たぶん両方をイメージさせる単語なのだろうと思います。
and then a kiss はちょっとわかりにくいけど、then を抜いてみるとスッキリ理解できるのではないかと思います。
つまり、青い鳥は歌とキスを与えてくれるのですね。
then が挿入されているので、「歌と、それからキスを」というニュアンスになります。
ずいぶんいろいろと書き連ねましたけど、文全体の意味は「春には青い鳥が訪れて、あなたの心に歌とキスを授けてくれますように」ということになります。
【 But more than this I wish you love 】
「でもそれよりも、あなたに愛を願います」ですね。
わかりやすい日本語にすると、「あなたに愛が訪れますように」という感じでしょうか。
う~ん、なんか切ないですねえ。
「私ではない他の誰かの愛が訪れますように」ということですから・・・。
もちろん、この I wish you love が曲名になってます。
【 And in July a lemonade to cool you in some leafy glade 】
July の後に I wish you が省略されています。
leafy は「葉の茂った、緑の豊かな」。
glade は「林間の空地、湿原」。
文全体で「そして7月には緑豊かな林の中であなたを冷やすレモネードがあるように祈ります」ということですね。
そのまま日本語にすると、なんとも不自然です。
和訳をするとしたら、いろいろと工夫する必要がありそうですね。
【 I wish you health 】
あなたが健康でありますように、ですね。
【 And more than wealth I wish you love 】
富よりも愛がありますように。
wealth は前の文の health と韻を踏んでます。
【 My breaking heart and I agree that you and I could never be 】
「私のうちひしがれた心(壊れた心、砕けた心)」と「私」が that 以下のことを合意した、と言っています。
何のこっちゃ、ですよね。
先にthat 以下の内容を考えてみましょう。
you and I could never be とは「あなたと私は決して be できないだろう」ということ。
では、ここでの be とは?
これが、文法的にちょっとわからないのです。
be のあとに何かが省略されていて、「あなたと私は恋人同士にはなれない」といった意味なのか。
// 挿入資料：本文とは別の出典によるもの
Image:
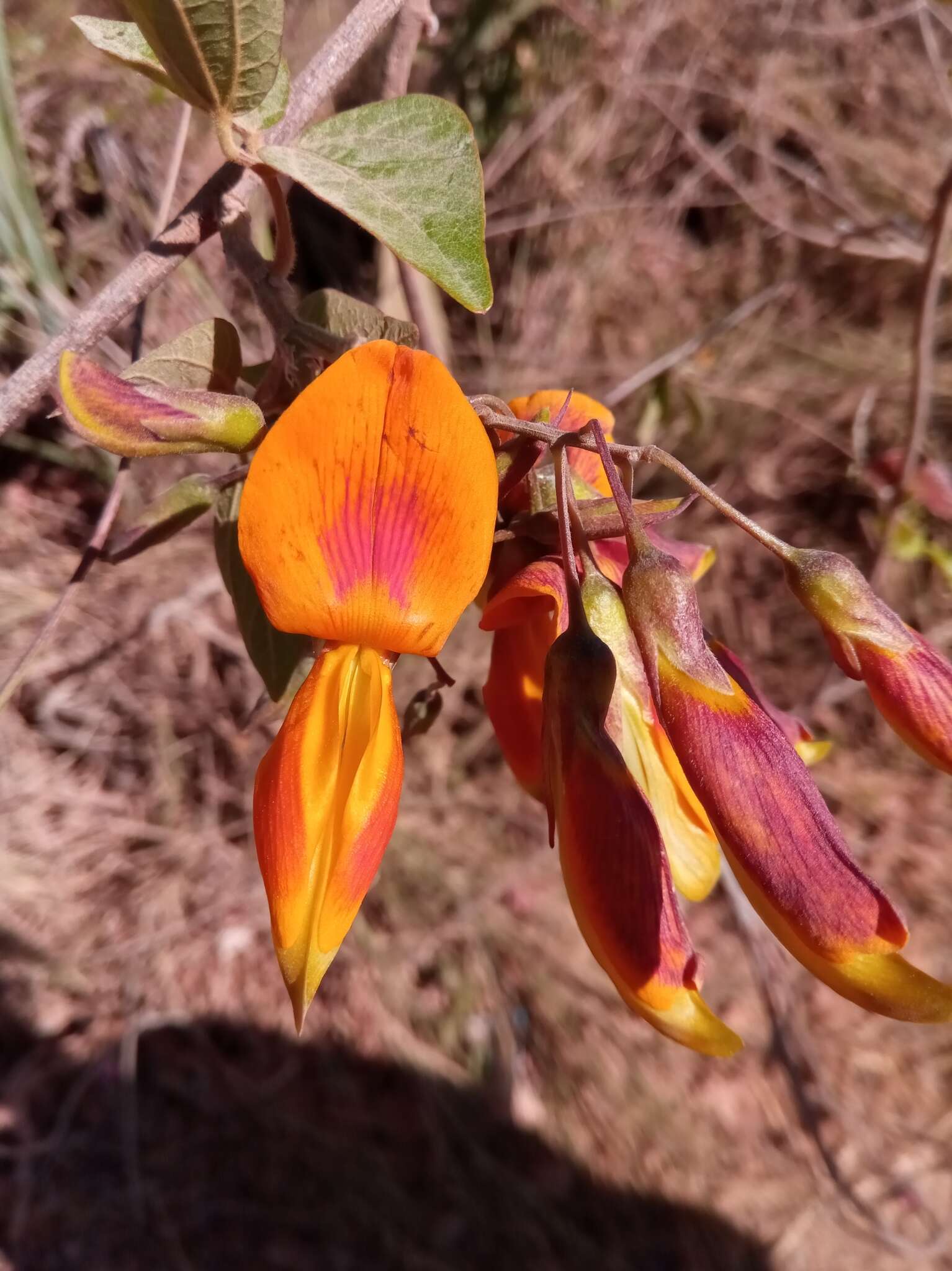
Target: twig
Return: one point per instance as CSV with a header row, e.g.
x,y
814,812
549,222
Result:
x,y
745,310
285,251
923,362
110,510
200,219
492,418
be 単独で「存在する、生存する」という意味がありますから、「あなたと私は共に生きることができない」ということなのか。
いずれにせよ、二人には将来、未来、明日がない、ということを言っているのは確かです。
my heart and I agree は「自問自答した結果、~という結論を出した」ということなのでしょう。
breaking heart と言っていますから、その心は傷つき、壊れて、砕けて、打ちひしがれている、ということ。
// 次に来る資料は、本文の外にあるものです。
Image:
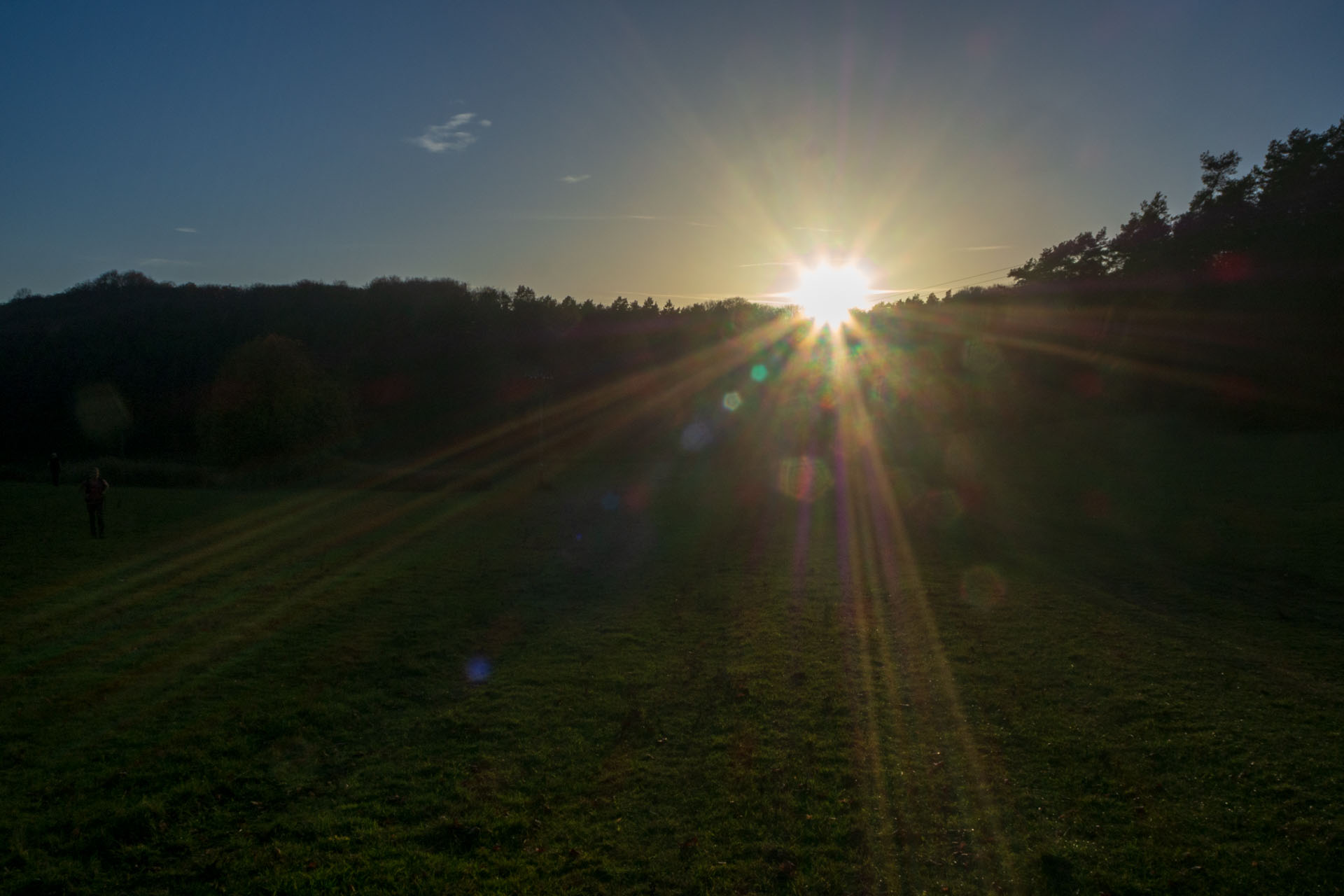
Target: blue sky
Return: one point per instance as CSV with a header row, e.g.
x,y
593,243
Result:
x,y
670,149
ということで、この文の意味は概ね理解できましたが、和訳するとしたら、あれこれ悩むことになりそうですね。
【 So with my best, my very best, I set you free 】
I set you free は「あなたを自由にします」ということ。
best がよくわからないのですが、best wishes のことなのではないかなあ、と思います。
「好意、幸福を祈る気持ち」ということなのでは、と思えます。
very は強調の単語なので、「本物の、心からの好意」ということなのでは。
「私にできる最良のことはあなたを自由にすることです」という理解をする方もいらっしゃるようですが、私は「心からあなたの幸福を祈って、あなたを自由にします」なのではないかなあ、と考えています。
【 I wish you shelter from the storm 】
嵐から身を守ってくれる住みかがありますように、ですね。
【 A cozy fire to keep you warm 】
あなたを暖める心地よい炉がありますように。
【 But most of all, when snow flakes fall I wish you love 】
でも何よりも、雪が降る時には、あなたに愛がありますように。
「雪の舞う寒い季節にあなたを暖めてくれる人が現れますように」ということなのかな、と思います。
以上、参考になりましたら幸いです。
著作権の関係上、ここでは解説以上に踏み込んだ翻訳・和訳をすることはできません。
皆様それぞれに試みていただければ、と思います。